Ash Shuts Down European Flights

** The 2011 eruption of an Icelandic volcano is
not expected to cause as much disruption as
the 2010 event (shown here), which resulted
in thousands of flight cancellations.**

This week’s eruption of an Icelandic volcano seems to be a repeat of much of last year’s drama when a larger eruption shut down much of Europe’s airspace for nearly a week, costing billions of Euros in the process. ** **

This time around, the authorities were well prepared, though how much good that preparation is doing is open to debate. In response to heavy criticism of the way it handled last year’s ash event, Eurocontrol last month ran a large-scale test of its response plan and got to try that plan with a real-world event only weeks after the mock run.

This time around it was a different Iceland volcano, Grimsvotn, that acted up. As of Wednesday night, more than 500 flights had been delayed.

The Grimsvotn event has so far not been as powerful or widespread as last year's eruption of another Iceland volcano, Eyjafjallajokull. The ash plume from that event forced the cancellations of thousands of flights, with interruptions persisting for five days.

This time around most cancellations have been Scotland, where a small ash cloud was focused. A larger cloud caused delays in parts of Scandinavia, where it caused some flights to be cancelled.

Last year some airlines complained that Eurocontrol overreacted by shutting down too much airspace for too long, while pilots groups then and now are counseling caution.
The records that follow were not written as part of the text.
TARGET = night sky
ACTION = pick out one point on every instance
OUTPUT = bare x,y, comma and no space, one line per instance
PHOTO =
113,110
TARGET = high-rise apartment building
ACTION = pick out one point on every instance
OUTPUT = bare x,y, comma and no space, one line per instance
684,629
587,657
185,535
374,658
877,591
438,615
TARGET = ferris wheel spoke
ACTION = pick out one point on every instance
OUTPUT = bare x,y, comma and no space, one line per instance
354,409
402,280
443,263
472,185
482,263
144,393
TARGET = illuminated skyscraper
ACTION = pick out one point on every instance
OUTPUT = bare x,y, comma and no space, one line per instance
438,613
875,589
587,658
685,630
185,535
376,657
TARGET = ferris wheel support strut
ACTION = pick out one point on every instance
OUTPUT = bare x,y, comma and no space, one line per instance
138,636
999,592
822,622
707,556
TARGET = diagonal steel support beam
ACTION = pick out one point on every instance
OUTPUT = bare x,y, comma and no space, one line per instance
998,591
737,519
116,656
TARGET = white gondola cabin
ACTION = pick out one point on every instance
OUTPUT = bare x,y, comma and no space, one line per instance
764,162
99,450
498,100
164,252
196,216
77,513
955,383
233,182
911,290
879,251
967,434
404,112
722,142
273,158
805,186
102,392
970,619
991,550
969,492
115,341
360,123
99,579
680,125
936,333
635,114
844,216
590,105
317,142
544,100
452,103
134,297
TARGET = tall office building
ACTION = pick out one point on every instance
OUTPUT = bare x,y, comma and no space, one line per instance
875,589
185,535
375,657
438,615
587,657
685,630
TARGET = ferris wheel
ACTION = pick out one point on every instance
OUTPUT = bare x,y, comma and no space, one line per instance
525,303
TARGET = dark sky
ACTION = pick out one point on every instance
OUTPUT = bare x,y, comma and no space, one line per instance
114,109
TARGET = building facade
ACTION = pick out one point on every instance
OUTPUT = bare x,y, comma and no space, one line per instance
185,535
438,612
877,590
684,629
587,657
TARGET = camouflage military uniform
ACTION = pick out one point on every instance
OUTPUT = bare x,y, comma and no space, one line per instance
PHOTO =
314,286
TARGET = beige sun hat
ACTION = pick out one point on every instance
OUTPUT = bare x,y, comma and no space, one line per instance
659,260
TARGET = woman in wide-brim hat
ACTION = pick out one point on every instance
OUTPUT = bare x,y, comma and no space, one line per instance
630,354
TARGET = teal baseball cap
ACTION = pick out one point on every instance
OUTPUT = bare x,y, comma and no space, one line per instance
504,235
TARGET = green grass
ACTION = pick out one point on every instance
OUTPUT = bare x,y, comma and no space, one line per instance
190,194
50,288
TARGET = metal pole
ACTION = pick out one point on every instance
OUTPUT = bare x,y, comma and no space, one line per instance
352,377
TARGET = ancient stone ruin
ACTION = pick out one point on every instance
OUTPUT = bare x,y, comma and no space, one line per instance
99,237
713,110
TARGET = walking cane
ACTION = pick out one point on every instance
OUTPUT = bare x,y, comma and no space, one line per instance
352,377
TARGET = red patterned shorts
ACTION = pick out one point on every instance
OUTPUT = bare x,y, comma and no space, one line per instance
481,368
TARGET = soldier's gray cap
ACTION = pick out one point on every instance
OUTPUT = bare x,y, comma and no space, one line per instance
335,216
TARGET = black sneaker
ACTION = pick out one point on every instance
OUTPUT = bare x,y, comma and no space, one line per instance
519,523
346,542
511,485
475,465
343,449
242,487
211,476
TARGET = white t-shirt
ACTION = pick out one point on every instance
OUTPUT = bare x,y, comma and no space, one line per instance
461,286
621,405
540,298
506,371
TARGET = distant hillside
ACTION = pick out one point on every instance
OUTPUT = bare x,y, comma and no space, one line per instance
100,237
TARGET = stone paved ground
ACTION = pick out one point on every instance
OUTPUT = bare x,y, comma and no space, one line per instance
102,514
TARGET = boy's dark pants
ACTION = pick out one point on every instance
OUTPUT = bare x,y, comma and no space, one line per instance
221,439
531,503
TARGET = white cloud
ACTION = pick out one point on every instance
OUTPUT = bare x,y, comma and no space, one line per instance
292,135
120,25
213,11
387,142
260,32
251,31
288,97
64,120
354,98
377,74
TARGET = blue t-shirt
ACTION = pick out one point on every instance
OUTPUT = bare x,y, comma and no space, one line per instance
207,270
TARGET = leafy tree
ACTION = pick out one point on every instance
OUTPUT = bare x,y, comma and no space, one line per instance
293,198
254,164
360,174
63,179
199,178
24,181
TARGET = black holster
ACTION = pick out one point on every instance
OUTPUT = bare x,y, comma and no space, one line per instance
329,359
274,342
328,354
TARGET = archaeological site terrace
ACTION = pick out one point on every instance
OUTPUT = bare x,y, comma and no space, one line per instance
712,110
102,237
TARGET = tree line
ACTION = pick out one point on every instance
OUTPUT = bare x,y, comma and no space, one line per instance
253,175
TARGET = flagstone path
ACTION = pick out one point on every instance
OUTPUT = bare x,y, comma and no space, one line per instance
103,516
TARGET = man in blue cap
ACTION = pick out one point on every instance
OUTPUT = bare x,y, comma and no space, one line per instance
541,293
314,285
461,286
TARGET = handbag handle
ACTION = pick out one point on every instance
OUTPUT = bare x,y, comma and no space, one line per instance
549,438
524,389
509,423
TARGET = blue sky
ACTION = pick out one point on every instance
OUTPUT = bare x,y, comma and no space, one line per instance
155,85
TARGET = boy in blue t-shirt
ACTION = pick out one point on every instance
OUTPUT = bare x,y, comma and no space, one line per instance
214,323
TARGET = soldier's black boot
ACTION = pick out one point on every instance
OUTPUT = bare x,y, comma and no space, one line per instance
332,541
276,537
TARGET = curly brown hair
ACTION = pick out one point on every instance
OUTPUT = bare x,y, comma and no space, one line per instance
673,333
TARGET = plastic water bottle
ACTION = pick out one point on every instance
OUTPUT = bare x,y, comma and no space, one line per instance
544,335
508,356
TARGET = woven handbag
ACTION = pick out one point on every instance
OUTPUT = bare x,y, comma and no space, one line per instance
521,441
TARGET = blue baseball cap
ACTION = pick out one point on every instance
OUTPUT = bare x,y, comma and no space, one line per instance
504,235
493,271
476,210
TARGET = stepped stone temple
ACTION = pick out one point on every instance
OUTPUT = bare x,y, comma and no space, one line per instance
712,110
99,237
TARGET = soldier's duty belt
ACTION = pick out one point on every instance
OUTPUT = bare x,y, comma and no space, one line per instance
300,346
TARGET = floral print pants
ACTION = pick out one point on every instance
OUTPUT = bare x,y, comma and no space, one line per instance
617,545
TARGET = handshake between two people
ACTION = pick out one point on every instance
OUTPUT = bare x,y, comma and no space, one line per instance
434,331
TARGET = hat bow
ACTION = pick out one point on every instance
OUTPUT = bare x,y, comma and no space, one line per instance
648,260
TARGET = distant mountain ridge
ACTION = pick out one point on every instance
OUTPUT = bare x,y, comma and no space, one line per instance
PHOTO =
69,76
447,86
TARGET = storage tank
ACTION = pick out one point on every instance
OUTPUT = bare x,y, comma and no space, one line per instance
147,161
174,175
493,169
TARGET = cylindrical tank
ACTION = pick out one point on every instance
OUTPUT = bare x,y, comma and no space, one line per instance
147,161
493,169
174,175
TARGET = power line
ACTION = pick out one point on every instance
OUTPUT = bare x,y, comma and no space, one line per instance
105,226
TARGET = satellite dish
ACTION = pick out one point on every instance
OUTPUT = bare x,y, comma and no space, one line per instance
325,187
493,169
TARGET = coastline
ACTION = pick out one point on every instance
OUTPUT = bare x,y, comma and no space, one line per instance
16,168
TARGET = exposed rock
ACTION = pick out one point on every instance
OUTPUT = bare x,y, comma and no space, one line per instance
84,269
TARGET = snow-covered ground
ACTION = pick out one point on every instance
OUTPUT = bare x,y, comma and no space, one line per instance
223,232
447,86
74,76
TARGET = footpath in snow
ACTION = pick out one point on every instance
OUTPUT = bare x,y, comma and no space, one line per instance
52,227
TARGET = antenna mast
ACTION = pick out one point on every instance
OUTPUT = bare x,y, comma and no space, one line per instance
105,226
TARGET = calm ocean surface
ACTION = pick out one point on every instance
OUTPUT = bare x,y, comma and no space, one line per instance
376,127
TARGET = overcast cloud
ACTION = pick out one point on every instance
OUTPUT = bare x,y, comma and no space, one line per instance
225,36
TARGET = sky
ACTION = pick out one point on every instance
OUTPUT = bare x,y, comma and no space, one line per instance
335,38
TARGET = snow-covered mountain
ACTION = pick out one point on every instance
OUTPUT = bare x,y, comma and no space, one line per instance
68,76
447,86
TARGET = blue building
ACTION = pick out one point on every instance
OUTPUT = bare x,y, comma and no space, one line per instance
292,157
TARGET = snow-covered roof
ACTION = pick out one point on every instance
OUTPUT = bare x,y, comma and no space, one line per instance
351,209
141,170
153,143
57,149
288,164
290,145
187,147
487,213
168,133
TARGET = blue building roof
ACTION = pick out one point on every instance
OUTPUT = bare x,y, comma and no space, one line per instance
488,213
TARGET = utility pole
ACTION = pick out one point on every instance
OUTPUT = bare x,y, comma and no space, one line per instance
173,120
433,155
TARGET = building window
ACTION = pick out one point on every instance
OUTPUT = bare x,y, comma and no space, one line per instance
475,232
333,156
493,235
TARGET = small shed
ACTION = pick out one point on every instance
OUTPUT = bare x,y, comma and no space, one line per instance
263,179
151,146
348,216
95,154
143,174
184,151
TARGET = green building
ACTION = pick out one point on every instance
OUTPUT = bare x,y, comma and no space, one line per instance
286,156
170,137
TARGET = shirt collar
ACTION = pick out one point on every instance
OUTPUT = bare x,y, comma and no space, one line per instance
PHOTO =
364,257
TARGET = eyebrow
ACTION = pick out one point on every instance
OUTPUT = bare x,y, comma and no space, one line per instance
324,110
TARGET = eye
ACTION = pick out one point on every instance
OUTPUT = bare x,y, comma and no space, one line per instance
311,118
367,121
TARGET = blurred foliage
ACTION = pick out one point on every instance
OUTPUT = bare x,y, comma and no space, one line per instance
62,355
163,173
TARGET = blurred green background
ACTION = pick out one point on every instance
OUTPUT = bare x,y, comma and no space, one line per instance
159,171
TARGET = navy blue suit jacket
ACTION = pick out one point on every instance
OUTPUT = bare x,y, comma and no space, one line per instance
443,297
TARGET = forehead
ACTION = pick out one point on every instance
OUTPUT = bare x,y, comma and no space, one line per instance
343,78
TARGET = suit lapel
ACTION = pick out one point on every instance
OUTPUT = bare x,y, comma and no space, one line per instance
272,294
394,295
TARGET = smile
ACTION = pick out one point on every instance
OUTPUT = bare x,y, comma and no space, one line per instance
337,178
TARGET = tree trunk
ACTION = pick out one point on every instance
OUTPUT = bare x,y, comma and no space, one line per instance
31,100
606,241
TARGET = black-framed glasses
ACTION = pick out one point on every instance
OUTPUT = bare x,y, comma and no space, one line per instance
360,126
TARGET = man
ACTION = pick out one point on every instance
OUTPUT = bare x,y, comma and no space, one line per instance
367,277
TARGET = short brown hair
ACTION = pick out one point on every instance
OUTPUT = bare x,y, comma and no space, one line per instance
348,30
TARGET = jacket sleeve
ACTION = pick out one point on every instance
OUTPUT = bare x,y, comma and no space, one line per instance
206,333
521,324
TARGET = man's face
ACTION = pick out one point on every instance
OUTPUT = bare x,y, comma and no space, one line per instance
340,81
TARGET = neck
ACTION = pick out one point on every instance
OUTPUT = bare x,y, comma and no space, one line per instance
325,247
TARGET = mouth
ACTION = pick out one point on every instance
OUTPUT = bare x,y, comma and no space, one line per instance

Ryanair conducted what it called a test flight through the area labeled by Eurocontrol as the “red zone” but Ryanair pilots reported no problems and spotted no actual ash, leading Ryanair’s president Michael O’Leary to again call the restrictions overblown. Authorities countered by questioning the validity of the flight, which was flown, they said, above the ash cloud and without any recording instrumentation.